Types¶
The TimeF value types live in timenet.types (one module per concept, re-exported from the package).
Every schema-carrying type is a plain frozen dataclass so it pickles and round-trips through
TimeFReader without runtime class synthesis. Errors live in timenet.errors.
Version¶
A semantic major.minor.patch version. Frozen and ordered, so versions compare with the usual
precedence (Version(1, 2, 0) > Version(1, 1, 9)). Components must be non-negative integers.
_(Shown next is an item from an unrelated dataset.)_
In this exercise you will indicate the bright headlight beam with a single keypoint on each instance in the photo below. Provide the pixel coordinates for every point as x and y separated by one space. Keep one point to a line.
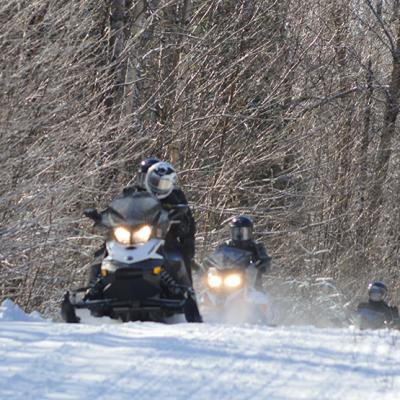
142 235
233 280
122 235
from timenet.types import Version
Version(1, 0, 0)
Version.parse("1.0.0") # equivalent
str(Version(1, 2, 3)) # "1.2.3"
Units¶
TimeNet uses pint for all physical units. One process-wide registry,
ureg, owns every definition and conversion, plus two custom units (beat, bpm) pint does not ship.
Reference units through ureg (ureg.hertz, ureg.millivolt, ureg.standard_gravity,
ureg.dimensionless), never a second registry, or comparisons and conversions fail.
DataSource¶
The origin that produced a modality: a device, an API feed, a model, an institution. A flat frozen dataclass built directly.
from timenet.types import DataSource
DataSource(data_source_type="holter_x", name="Holter Monitor X", provider="Acme")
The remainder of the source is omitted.